Kiko Rivera practica el despatarre

Kiko Rivera
Kiko Rivera e Irene Rosales

8 de junio de 2017, 15:32

Despatarre es una palabra de moda. Entre las muchas ocurrencias que los nuevos políticos tienen, y que parecería una broma, si no fuera porque en vez de reír te dan ganas de llorar, está la propuesta de los diputados de Podemos en la Asamblea de Madrid destinada a prohibir el despatarre masculino, es decir esa postura que muchos hombres adoptan al sentarse en un espacio público provocando roces e incomodidad en las vecinas de asiento. Pensaba yo que esa propuesta era un sinsentido (aunque siempre está bien fomentar la buena educación) hasta que María Patiño, recién llegada del Caribe, ha explicado que Kiko Rivera, con quien coincidió en el viaje de ida y en el de vuelta, practicó el despatarre y hasta el desplome en el asiento del avión, posición que pudo adoptar gracias a que le tocó un asiento de emergencia que, como se sabe, está separado por una mayor distancia con el asiento de delante. Kiko iba sentado entre su mujer y el pasillo desbordando su cuerpo a dos bandas pero durmiendo al parecer como un lirón a juzgar por los ronquidos que amenizaron el vuelo de sus vecinos.
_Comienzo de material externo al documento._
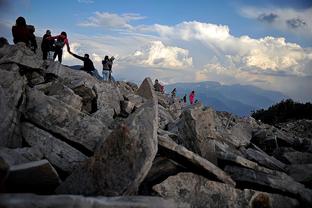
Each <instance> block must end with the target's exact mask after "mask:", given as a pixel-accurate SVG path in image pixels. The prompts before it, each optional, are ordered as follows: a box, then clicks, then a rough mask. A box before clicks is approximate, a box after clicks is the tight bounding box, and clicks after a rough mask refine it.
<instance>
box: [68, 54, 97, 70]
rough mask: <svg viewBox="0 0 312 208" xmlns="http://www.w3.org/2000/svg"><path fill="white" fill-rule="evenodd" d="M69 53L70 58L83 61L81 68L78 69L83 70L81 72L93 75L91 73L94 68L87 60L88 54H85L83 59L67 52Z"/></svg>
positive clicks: (92, 63)
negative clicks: (81, 66)
mask: <svg viewBox="0 0 312 208" xmlns="http://www.w3.org/2000/svg"><path fill="white" fill-rule="evenodd" d="M69 53H70V54H71V55H72V56H74V57H75V58H77V59H80V60H81V61H83V67H82V68H80V70H83V71H85V72H87V73H89V74H91V75H93V73H94V71H95V68H94V65H93V62H92V61H91V59H90V58H89V54H85V55H84V57H82V56H78V55H77V54H74V53H73V52H71V51H69Z"/></svg>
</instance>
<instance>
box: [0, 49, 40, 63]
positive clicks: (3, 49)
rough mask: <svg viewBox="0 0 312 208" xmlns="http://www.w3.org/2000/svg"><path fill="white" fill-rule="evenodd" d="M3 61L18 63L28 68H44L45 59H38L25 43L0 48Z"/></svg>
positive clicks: (0, 51)
mask: <svg viewBox="0 0 312 208" xmlns="http://www.w3.org/2000/svg"><path fill="white" fill-rule="evenodd" d="M3 63H16V64H19V65H21V66H23V67H26V68H32V69H43V61H42V60H41V59H38V57H37V56H36V55H35V54H34V52H33V51H31V50H30V49H29V48H28V47H26V45H25V43H18V44H15V45H9V46H7V47H2V48H0V64H3Z"/></svg>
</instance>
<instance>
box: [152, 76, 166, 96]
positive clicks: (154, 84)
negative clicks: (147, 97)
mask: <svg viewBox="0 0 312 208" xmlns="http://www.w3.org/2000/svg"><path fill="white" fill-rule="evenodd" d="M154 89H155V91H158V92H161V93H164V86H162V85H161V84H160V83H159V81H158V79H155V83H154Z"/></svg>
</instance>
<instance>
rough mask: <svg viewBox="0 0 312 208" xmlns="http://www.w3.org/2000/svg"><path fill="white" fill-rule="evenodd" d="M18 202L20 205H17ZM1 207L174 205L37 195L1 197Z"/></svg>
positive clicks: (94, 197)
mask: <svg viewBox="0 0 312 208" xmlns="http://www.w3.org/2000/svg"><path fill="white" fill-rule="evenodd" d="M17 201H18V203H17ZM0 207H6V208H33V207H40V208H63V207H68V208H69V207H72V208H73V207H77V208H112V207H120V208H121V207H123V208H143V207H144V208H174V207H176V206H174V203H173V202H172V201H169V200H164V199H162V198H160V197H148V196H131V197H103V196H102V197H101V196H100V197H84V196H74V195H50V196H40V195H35V194H3V195H0Z"/></svg>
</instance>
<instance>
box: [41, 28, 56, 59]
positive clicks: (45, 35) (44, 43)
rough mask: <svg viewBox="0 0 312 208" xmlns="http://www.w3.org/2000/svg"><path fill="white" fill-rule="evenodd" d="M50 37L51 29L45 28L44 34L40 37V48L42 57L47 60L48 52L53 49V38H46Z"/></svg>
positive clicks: (51, 50) (50, 50) (48, 52)
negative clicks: (41, 54) (48, 38)
mask: <svg viewBox="0 0 312 208" xmlns="http://www.w3.org/2000/svg"><path fill="white" fill-rule="evenodd" d="M50 37H51V31H50V30H47V31H46V34H44V36H43V37H42V42H41V50H42V59H43V60H47V58H48V54H49V53H50V52H51V51H53V45H54V39H48V38H50Z"/></svg>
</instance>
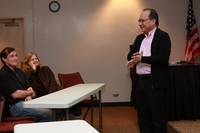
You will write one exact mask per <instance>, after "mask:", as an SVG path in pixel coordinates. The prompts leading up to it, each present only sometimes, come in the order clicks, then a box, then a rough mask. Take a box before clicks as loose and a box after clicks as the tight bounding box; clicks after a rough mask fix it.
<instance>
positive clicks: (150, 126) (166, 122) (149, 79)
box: [126, 8, 171, 133]
mask: <svg viewBox="0 0 200 133" xmlns="http://www.w3.org/2000/svg"><path fill="white" fill-rule="evenodd" d="M138 22H139V26H140V28H141V31H142V32H143V34H140V35H138V36H137V37H136V39H135V42H134V44H133V46H132V48H131V50H130V52H129V53H128V56H127V58H128V62H127V64H126V65H127V66H129V67H134V72H135V75H134V82H133V85H134V89H135V98H136V109H137V112H138V120H139V128H140V132H141V133H167V121H166V114H165V94H164V93H165V89H167V88H168V85H169V81H168V79H169V72H168V61H169V57H170V52H171V41H170V37H169V35H168V34H167V33H166V32H164V31H162V30H160V29H159V28H158V25H159V21H158V14H157V12H156V10H154V9H150V8H146V9H144V10H143V12H142V13H141V15H140V18H139V20H138Z"/></svg>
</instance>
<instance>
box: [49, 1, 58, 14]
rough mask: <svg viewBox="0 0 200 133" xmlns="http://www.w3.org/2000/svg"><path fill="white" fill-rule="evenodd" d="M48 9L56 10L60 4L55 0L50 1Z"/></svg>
mask: <svg viewBox="0 0 200 133" xmlns="http://www.w3.org/2000/svg"><path fill="white" fill-rule="evenodd" d="M49 9H50V10H51V11H52V12H57V11H59V10H60V4H59V3H58V2H57V1H52V2H50V4H49Z"/></svg>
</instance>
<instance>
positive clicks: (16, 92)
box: [0, 47, 52, 122]
mask: <svg viewBox="0 0 200 133" xmlns="http://www.w3.org/2000/svg"><path fill="white" fill-rule="evenodd" d="M0 56H1V61H2V62H3V64H4V66H3V67H2V69H1V70H0V91H1V92H2V93H3V94H4V95H5V99H6V104H8V105H9V107H10V109H9V111H10V114H11V115H12V116H23V115H32V116H36V117H38V118H40V121H43V122H44V121H51V120H52V111H51V110H50V109H34V108H23V102H26V101H29V100H32V98H34V97H35V96H36V94H35V91H34V90H33V89H32V87H31V86H30V84H29V82H28V79H27V78H26V76H25V74H24V72H23V71H22V70H21V69H19V68H17V67H15V66H16V65H17V62H18V57H17V52H16V51H15V49H14V48H11V47H6V48H4V49H3V50H2V51H1V53H0Z"/></svg>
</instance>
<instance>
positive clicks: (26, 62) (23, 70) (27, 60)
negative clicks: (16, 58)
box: [21, 53, 42, 72]
mask: <svg viewBox="0 0 200 133" xmlns="http://www.w3.org/2000/svg"><path fill="white" fill-rule="evenodd" d="M34 55H35V56H36V57H37V58H38V56H37V54H35V53H29V54H27V55H26V56H25V58H24V61H23V62H22V64H21V68H22V70H23V71H24V72H25V71H27V70H28V69H32V68H31V67H30V66H29V62H30V60H31V58H32V57H33V56H34ZM38 61H40V59H39V58H38ZM39 66H42V64H39Z"/></svg>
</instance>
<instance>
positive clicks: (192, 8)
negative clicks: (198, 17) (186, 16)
mask: <svg viewBox="0 0 200 133" xmlns="http://www.w3.org/2000/svg"><path fill="white" fill-rule="evenodd" d="M193 13H194V12H193V5H192V0H189V3H188V15H187V25H186V30H187V32H186V47H185V60H186V61H190V62H193V61H194V58H195V57H196V56H197V55H199V54H200V40H199V35H198V29H197V25H196V20H195V17H194V14H193Z"/></svg>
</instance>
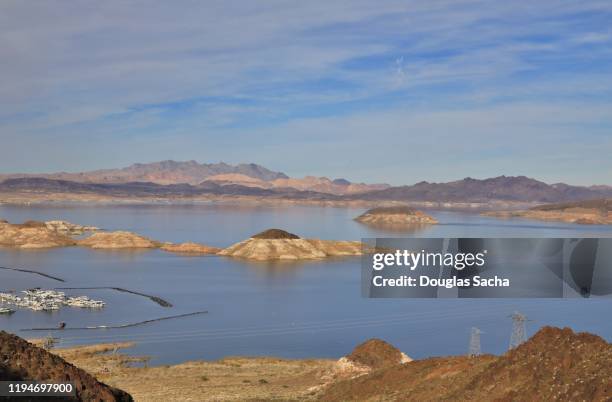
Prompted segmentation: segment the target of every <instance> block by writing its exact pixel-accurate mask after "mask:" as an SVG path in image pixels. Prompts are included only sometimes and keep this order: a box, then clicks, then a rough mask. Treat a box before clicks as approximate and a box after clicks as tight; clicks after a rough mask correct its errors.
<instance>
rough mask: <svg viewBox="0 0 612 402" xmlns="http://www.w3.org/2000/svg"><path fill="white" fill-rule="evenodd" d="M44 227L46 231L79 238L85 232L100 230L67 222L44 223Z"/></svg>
mask: <svg viewBox="0 0 612 402" xmlns="http://www.w3.org/2000/svg"><path fill="white" fill-rule="evenodd" d="M45 226H46V227H47V228H48V229H51V230H55V231H56V232H59V233H63V234H67V235H70V236H79V235H82V234H83V233H86V232H95V231H98V230H100V228H97V227H95V226H83V225H77V224H76V223H70V222H67V221H46V222H45Z"/></svg>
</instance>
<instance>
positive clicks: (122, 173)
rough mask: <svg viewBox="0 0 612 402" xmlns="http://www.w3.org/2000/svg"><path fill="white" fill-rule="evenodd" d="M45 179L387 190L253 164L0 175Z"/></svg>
mask: <svg viewBox="0 0 612 402" xmlns="http://www.w3.org/2000/svg"><path fill="white" fill-rule="evenodd" d="M22 178H45V179H52V180H64V181H72V182H77V183H95V184H125V183H136V182H143V183H154V184H163V185H170V184H190V185H193V186H198V185H200V184H202V183H203V182H211V183H218V184H221V185H241V186H245V187H254V188H262V189H275V188H292V189H297V190H303V191H317V192H322V193H326V194H355V193H363V192H368V191H373V190H381V189H385V188H388V187H389V185H387V184H364V183H351V182H349V181H348V180H346V179H335V180H331V179H328V178H327V177H314V176H307V177H304V178H301V179H298V178H290V177H289V176H287V175H286V174H284V173H282V172H275V171H272V170H269V169H266V168H265V167H263V166H260V165H256V164H254V163H249V164H239V165H229V164H227V163H223V162H220V163H198V162H196V161H187V162H176V161H172V160H167V161H162V162H153V163H136V164H134V165H131V166H128V167H126V168H122V169H104V170H94V171H89V172H82V173H66V172H60V173H43V174H11V175H0V181H2V180H6V179H22Z"/></svg>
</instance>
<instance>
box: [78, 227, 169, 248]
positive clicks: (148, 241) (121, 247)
mask: <svg viewBox="0 0 612 402" xmlns="http://www.w3.org/2000/svg"><path fill="white" fill-rule="evenodd" d="M77 244H78V245H79V246H83V247H91V248H97V249H127V248H158V247H159V246H160V243H159V242H157V241H155V240H151V239H149V238H148V237H145V236H141V235H139V234H136V233H132V232H124V231H117V232H103V233H94V234H93V235H91V236H89V237H87V238H85V239H83V240H78V241H77Z"/></svg>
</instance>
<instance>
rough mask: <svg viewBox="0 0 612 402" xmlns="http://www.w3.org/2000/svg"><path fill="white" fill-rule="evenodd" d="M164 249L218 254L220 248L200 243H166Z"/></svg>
mask: <svg viewBox="0 0 612 402" xmlns="http://www.w3.org/2000/svg"><path fill="white" fill-rule="evenodd" d="M160 248H161V249H162V250H164V251H169V252H171V253H179V254H217V253H218V252H219V251H221V249H220V248H217V247H210V246H206V245H204V244H199V243H191V242H187V243H179V244H175V243H164V244H163V245H162V246H161V247H160Z"/></svg>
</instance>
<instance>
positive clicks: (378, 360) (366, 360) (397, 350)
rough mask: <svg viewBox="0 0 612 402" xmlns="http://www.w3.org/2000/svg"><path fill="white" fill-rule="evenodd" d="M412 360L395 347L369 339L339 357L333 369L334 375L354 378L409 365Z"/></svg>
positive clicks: (388, 343)
mask: <svg viewBox="0 0 612 402" xmlns="http://www.w3.org/2000/svg"><path fill="white" fill-rule="evenodd" d="M411 361H412V359H411V358H410V357H408V356H407V355H406V354H404V353H402V351H401V350H399V349H397V348H396V347H395V346H393V345H391V344H389V343H387V342H385V341H383V340H381V339H376V338H374V339H369V340H367V341H365V342H364V343H362V344H360V345H358V346H357V347H355V349H353V351H352V352H351V354H349V355H348V356H344V357H341V358H340V359H339V360H338V361H337V362H336V365H335V367H334V375H336V376H337V375H340V376H344V377H346V376H349V377H356V376H359V375H363V374H367V373H369V372H370V371H372V370H378V369H381V368H385V367H390V366H395V365H398V364H403V363H409V362H411Z"/></svg>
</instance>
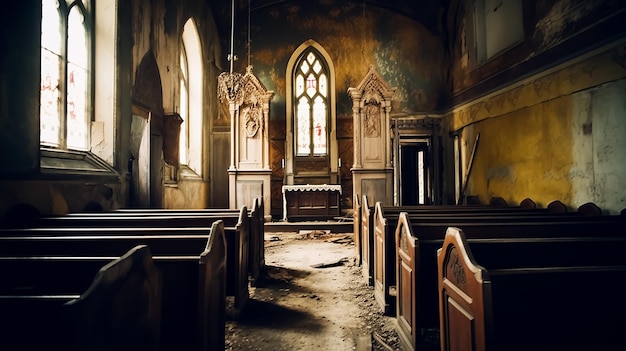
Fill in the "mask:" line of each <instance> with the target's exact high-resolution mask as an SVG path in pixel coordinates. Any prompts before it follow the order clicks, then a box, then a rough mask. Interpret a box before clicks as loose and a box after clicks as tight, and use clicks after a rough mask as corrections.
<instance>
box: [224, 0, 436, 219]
mask: <svg viewBox="0 0 626 351" xmlns="http://www.w3.org/2000/svg"><path fill="white" fill-rule="evenodd" d="M253 5H254V4H253ZM226 15H228V14H226ZM246 22H247V13H244V12H243V11H241V12H239V13H238V14H237V18H236V26H235V27H236V30H237V32H236V34H235V54H236V55H237V56H238V57H239V60H238V61H236V62H235V71H237V72H244V71H245V70H244V67H245V66H247V64H248V56H247V49H246V47H245V42H246V40H247V36H248V33H247V27H248V26H247V23H246ZM250 28H251V30H250V37H251V41H252V45H251V49H250V53H251V57H250V63H251V64H252V65H253V66H254V72H255V75H256V76H257V77H258V78H259V80H260V81H261V82H262V83H263V84H264V86H265V87H266V88H267V89H268V90H272V91H274V93H275V95H274V98H273V99H272V102H271V107H270V139H271V143H270V144H271V145H270V159H271V168H272V185H271V187H272V201H271V203H272V213H273V214H277V215H278V214H280V213H281V212H282V208H281V204H282V193H281V186H282V183H283V176H284V173H283V169H282V167H281V160H282V159H284V158H285V154H284V153H285V150H284V143H285V135H286V134H285V133H286V130H285V128H286V119H287V118H290V117H289V116H286V108H287V107H286V104H287V102H286V99H287V96H288V95H289V94H290V92H289V91H288V87H287V79H286V75H287V74H288V72H286V69H287V64H288V61H289V58H290V57H291V55H292V53H293V52H294V50H295V49H296V48H298V46H299V45H301V44H302V43H303V42H305V41H307V40H309V39H312V40H314V41H315V42H317V43H319V44H320V45H321V46H322V47H323V48H324V49H325V50H326V51H327V52H328V54H329V56H330V58H331V60H332V63H333V65H334V68H335V73H336V76H335V93H336V112H337V113H336V115H337V139H338V148H339V150H338V156H339V157H340V158H341V159H342V167H341V168H340V169H339V173H340V176H341V183H342V185H343V189H344V193H343V196H342V197H343V200H344V202H345V203H343V204H342V207H344V208H348V207H351V206H352V203H351V201H352V200H351V199H352V194H351V192H352V173H351V171H350V167H351V165H352V161H353V152H354V151H353V140H352V138H353V126H352V123H353V122H352V100H351V99H350V97H349V95H348V93H347V90H348V88H349V87H355V86H356V85H358V84H359V83H360V82H361V81H362V79H363V77H365V75H366V74H367V70H368V67H369V65H373V66H374V68H375V69H376V71H377V72H378V73H379V74H381V76H382V77H383V79H384V80H385V81H386V82H387V83H388V84H389V85H390V86H391V87H393V88H395V91H396V94H395V96H394V98H393V100H392V110H391V115H392V116H412V115H416V114H418V113H432V112H433V111H438V109H439V108H440V106H441V101H442V100H443V98H442V97H443V96H445V94H444V89H445V85H444V78H443V72H444V65H443V62H444V52H443V44H442V41H441V38H440V37H439V36H437V35H435V34H433V33H432V32H431V31H429V30H428V29H427V28H426V27H425V26H423V25H422V24H420V23H417V22H415V21H413V20H410V19H409V18H407V17H404V16H401V15H399V14H397V13H394V12H391V11H388V10H385V9H382V8H378V7H372V6H368V5H365V4H363V3H362V2H357V1H345V0H322V1H285V2H274V3H272V4H270V5H268V6H265V7H261V8H258V9H254V6H253V11H251V25H250Z"/></svg>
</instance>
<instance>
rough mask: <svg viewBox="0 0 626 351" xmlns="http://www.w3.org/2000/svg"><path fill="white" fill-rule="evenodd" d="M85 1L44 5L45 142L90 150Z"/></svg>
mask: <svg viewBox="0 0 626 351" xmlns="http://www.w3.org/2000/svg"><path fill="white" fill-rule="evenodd" d="M88 5H89V4H88V3H87V2H86V1H81V0H74V1H71V0H42V17H41V91H40V128H39V129H40V143H41V144H42V145H46V146H53V147H57V148H60V149H73V150H88V149H89V131H90V129H89V126H90V121H91V109H92V99H91V93H90V87H91V70H90V64H91V59H90V53H91V45H92V40H91V36H90V33H91V30H90V28H91V25H90V20H89V19H90V18H91V17H90V15H89V7H88Z"/></svg>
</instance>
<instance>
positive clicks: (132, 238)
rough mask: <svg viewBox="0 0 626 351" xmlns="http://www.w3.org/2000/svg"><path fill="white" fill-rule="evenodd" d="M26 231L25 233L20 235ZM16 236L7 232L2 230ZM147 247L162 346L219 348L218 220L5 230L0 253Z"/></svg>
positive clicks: (124, 250)
mask: <svg viewBox="0 0 626 351" xmlns="http://www.w3.org/2000/svg"><path fill="white" fill-rule="evenodd" d="M28 232H29V233H31V234H32V235H29V236H27V235H25V233H28ZM11 233H12V234H17V235H13V236H7V234H11ZM136 245H147V246H148V247H149V248H150V250H151V253H152V255H153V261H154V262H155V265H156V266H157V268H159V270H160V271H161V272H162V277H163V305H162V314H161V316H162V322H161V342H160V347H161V349H162V350H168V349H185V350H215V349H223V348H224V342H225V338H224V335H225V330H224V328H225V323H226V317H225V308H226V238H225V235H224V225H223V222H222V221H221V220H218V221H215V222H214V223H213V224H212V226H211V228H210V229H206V228H165V227H160V228H113V227H111V228H104V227H97V228H80V227H76V228H31V229H15V230H5V232H4V233H3V235H2V236H0V256H6V257H11V256H22V257H63V256H72V255H81V256H82V257H106V256H119V255H121V254H120V253H123V252H124V251H125V250H127V248H128V247H134V246H136Z"/></svg>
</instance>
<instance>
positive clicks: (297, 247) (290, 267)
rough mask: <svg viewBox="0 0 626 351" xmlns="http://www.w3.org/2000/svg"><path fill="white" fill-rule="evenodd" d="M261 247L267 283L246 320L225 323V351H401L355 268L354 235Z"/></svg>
mask: <svg viewBox="0 0 626 351" xmlns="http://www.w3.org/2000/svg"><path fill="white" fill-rule="evenodd" d="M265 245H266V246H265V247H266V251H265V264H266V267H267V269H266V274H265V279H264V280H263V282H262V283H261V284H259V286H257V287H252V288H251V290H250V297H251V299H250V301H249V302H248V305H247V307H246V310H245V313H244V314H243V315H242V316H240V318H239V319H238V320H234V318H230V317H232V316H229V320H228V321H227V324H226V350H232V351H238V350H258V351H265V350H268V351H269V350H332V351H345V350H370V348H369V347H371V350H390V349H391V350H402V349H401V348H400V346H399V340H398V336H397V333H396V331H395V319H394V318H393V317H389V316H385V315H383V313H382V311H380V309H379V308H378V306H377V304H376V302H375V300H374V291H373V288H372V287H370V286H367V284H365V282H364V280H363V278H362V276H361V267H360V266H358V265H357V264H356V263H355V247H354V242H353V240H352V233H341V234H327V233H323V232H316V231H312V232H303V233H293V232H284V233H282V232H281V233H266V241H265ZM379 340H381V341H383V342H384V344H382V343H381V342H380V341H379ZM370 345H371V346H370ZM389 347H390V348H389Z"/></svg>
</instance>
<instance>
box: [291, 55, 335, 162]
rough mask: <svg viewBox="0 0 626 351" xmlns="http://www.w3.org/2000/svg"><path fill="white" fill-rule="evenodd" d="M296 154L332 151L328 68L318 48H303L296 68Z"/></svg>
mask: <svg viewBox="0 0 626 351" xmlns="http://www.w3.org/2000/svg"><path fill="white" fill-rule="evenodd" d="M294 82H295V84H294V85H293V87H294V101H295V109H294V110H295V118H294V119H295V121H294V122H295V123H294V124H295V144H296V156H325V155H327V154H328V133H327V123H328V94H329V93H328V68H327V64H326V62H324V61H323V58H322V55H320V54H319V53H318V52H317V51H316V50H315V49H313V48H310V49H308V50H306V51H304V52H303V54H302V56H301V57H300V58H299V60H298V63H297V64H296V66H295V72H294Z"/></svg>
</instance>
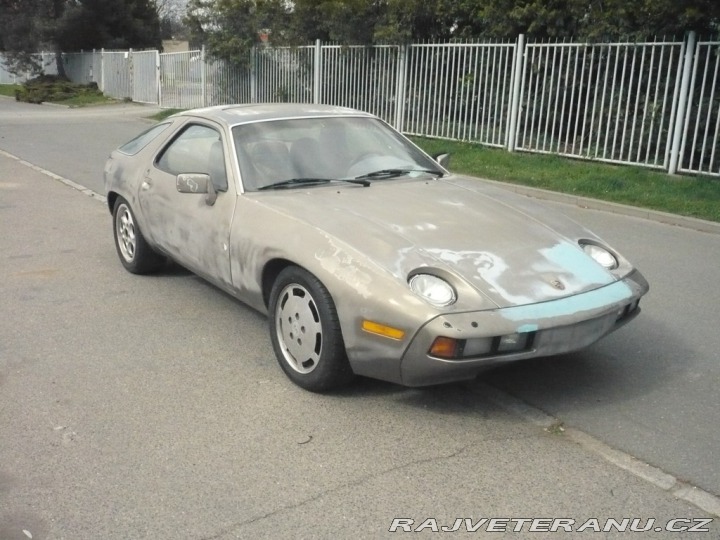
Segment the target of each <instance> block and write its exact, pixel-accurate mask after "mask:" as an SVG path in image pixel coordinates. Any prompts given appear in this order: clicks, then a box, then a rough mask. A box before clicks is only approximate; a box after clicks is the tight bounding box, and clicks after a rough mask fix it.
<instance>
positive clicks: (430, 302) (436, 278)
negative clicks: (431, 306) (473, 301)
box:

Observar al hijo de Isabel Pantoja despatarrado en el avión fue un privilegio reservado para sus compañeros de viaje pero gracias a los esforzados paparazzi que siguieron a Kiko hasta Punta Cana (y de paso a María Patiño) le hemos visto totalmente despatarrado en una tumbona, mientras su mujer, Irene Rosales, pensaba en sus cosas. Kiko nunca ha ocultado su cuerpo pero verlo en bañador sigue siendo un espectáculo, sobre todo por sus tatuajes que ya ocultan completamente sus brazos y piernas, tanto impactan las carnes del hijo de la Pantoja que a su lado, Irene parece una diosa.

Hay que reconocer que desde que inició su relación con la madre de su hija, Ana, Kiko está de lo más formal. Ya no se pierde en la noche ni se relaciona con señoritas alegres que luego le amargaban la vida yendo a contar sus intimidades por los platós de televisión; ahora es un hombre formal, un padre de familia con un hijo, Francisquito, nacido de su relación con Jessica Bueno, ahora felizmente casada con el futbolista Jota Peleteiro, y una niña, Ana, que es la alegría de la abuela Isabel, aunque estos días, mientras sus padres pasaban unos días en el Caribe ha estado al cuidado de su abuela materna.

La estampa familiar que proyecta Kiko Rivera contrasta con la actitud de su hermana, Chabelita, que sigue con su vida alegre sin que se le vea intención alguna de sentar la cabeza. Aunque ha seguido los pasos de Kiko, alquilándose en locales nocturnos como gancho y cobrando por su presencia y estirando la simpleza de su vida hasta dar con tema en el que salir en las revistas, la hija de Isabel Pantoja está a punto de consumir las rentas de su momento de gloria sino espabila.